YWIB is a savage, foul-mouthed autopsy room, ruthlessly dismantling comics it dislikes, using a sort of intellectual boot camp argument to assert its brand of social Darwinism. It's also smart, and when it doesn't run wild, well-written. Reading it, I gleefully envision their staff taking on my nemesis, the new-style furry comics, which block the sun for old-style versions like mine and Pug's. The fact that the genre overlaps with fox-tailed elves and people who like to fornicate while dressed as donkeys makes them a fat, ripe target to my eye.

But what if it's your friend, or a comic you like, being hacksawed, dipped in acid and burned? I barely know Tangent's Robert A. Howard, but he contributed some essays on web comics to my Psychedelic Tree House site, which I thought was decent of him. YWIB has no use for Howard, attacking him on multiple occasions. His writing style is different from mine, but I read him because I find he authors thoughtful pieces, and I've learned from him. Journalistic coverage of web comics, on blogs and such, is thin, and we need every decent writer we can get. Internecine salvoes seem short-sighted to me.

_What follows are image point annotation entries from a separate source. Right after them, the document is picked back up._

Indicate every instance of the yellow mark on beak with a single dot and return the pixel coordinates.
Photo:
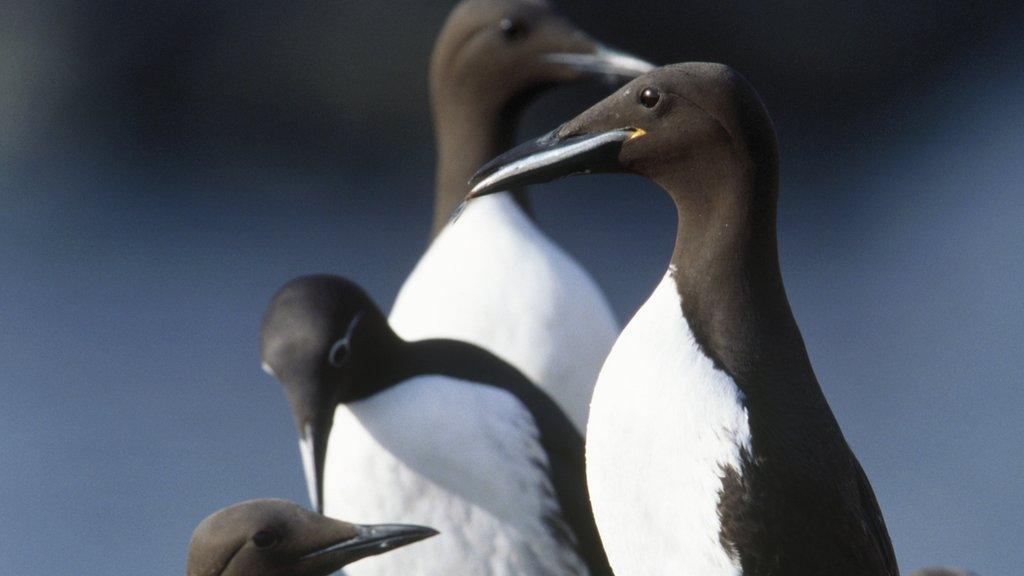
(636, 133)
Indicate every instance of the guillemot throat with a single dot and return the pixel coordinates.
(761, 450)
(442, 429)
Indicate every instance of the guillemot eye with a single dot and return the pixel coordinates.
(513, 30)
(338, 353)
(649, 97)
(265, 538)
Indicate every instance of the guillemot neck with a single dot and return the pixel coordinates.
(728, 277)
(467, 138)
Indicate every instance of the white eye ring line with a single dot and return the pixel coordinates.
(343, 341)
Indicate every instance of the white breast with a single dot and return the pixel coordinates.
(454, 455)
(664, 421)
(495, 280)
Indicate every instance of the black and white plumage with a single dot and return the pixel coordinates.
(437, 433)
(711, 448)
(496, 280)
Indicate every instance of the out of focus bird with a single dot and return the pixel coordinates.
(708, 428)
(281, 538)
(432, 432)
(496, 280)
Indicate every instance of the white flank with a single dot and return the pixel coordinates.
(456, 456)
(309, 464)
(495, 280)
(664, 422)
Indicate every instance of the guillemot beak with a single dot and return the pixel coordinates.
(612, 65)
(551, 157)
(369, 540)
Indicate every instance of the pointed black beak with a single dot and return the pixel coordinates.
(370, 540)
(551, 157)
(602, 62)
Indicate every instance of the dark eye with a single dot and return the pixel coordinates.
(513, 30)
(338, 353)
(265, 538)
(649, 96)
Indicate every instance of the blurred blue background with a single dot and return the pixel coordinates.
(165, 166)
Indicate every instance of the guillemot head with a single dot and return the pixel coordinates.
(276, 537)
(497, 50)
(327, 342)
(683, 126)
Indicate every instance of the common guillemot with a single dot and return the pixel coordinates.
(711, 448)
(278, 537)
(433, 432)
(496, 280)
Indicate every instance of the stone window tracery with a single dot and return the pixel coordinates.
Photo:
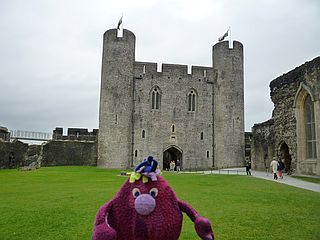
(310, 128)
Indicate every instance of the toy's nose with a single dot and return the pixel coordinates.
(144, 204)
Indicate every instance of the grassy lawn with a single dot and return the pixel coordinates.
(61, 203)
(308, 179)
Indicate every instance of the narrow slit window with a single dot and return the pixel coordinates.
(310, 128)
(155, 99)
(192, 101)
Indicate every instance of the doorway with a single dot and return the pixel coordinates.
(171, 154)
(285, 157)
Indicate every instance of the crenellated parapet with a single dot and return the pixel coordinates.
(174, 70)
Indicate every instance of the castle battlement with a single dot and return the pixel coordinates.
(170, 111)
(179, 70)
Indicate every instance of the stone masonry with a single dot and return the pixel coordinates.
(287, 135)
(197, 117)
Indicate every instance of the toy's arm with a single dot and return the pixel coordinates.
(102, 230)
(201, 224)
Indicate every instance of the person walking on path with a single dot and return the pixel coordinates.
(280, 168)
(274, 166)
(248, 167)
(178, 165)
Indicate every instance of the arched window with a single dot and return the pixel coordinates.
(310, 128)
(155, 98)
(192, 101)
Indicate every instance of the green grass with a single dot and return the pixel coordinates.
(308, 179)
(61, 203)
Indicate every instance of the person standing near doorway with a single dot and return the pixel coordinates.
(280, 168)
(274, 166)
(178, 165)
(248, 167)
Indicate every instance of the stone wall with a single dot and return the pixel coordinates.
(54, 153)
(69, 153)
(13, 154)
(288, 130)
(199, 136)
(262, 147)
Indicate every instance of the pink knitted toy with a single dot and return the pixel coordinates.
(146, 208)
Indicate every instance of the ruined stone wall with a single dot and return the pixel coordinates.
(284, 119)
(69, 153)
(262, 147)
(288, 93)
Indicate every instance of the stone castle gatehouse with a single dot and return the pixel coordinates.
(196, 117)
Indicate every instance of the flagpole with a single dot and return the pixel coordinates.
(230, 41)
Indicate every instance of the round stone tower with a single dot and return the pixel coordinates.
(116, 100)
(228, 105)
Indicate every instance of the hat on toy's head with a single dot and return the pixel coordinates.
(148, 169)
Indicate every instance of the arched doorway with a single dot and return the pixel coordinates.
(171, 154)
(285, 157)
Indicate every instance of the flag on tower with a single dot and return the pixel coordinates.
(119, 23)
(224, 36)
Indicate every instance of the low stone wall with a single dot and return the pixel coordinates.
(69, 153)
(54, 153)
(13, 154)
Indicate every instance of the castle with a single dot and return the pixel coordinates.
(292, 134)
(197, 118)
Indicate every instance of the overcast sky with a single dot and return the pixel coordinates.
(50, 50)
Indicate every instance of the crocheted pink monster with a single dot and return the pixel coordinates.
(146, 208)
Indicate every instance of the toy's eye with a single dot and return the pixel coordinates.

I'll be the first to say that of the 75,000+ web comics circulating, only a few hundred are exciting, and well under a hundred truly dazzle me. But of the other 74,000, how many will evolve into something of merit? It seems we can divide them into those that might, and those that function as unifying activities among a small bunch of kids, or people too blind to change no matter what YWIB has to say. After a point, it's puncturing them for sport.

YWIB is at its best when it documents the critical flaws of a comic, with examples, and could be forgiven some righteous indignation about some of the stuff that passes for great. The swaggering and bloated also make for good take-downs, and in this I'll egg them on. Unfortunately it's often the sickest and the weakest who get devoured.

*My wife and creative partner. Her blog: Dog Toys and Dried Blood. Her nickname, Pug, has zero to do with alternative furry lifestyles.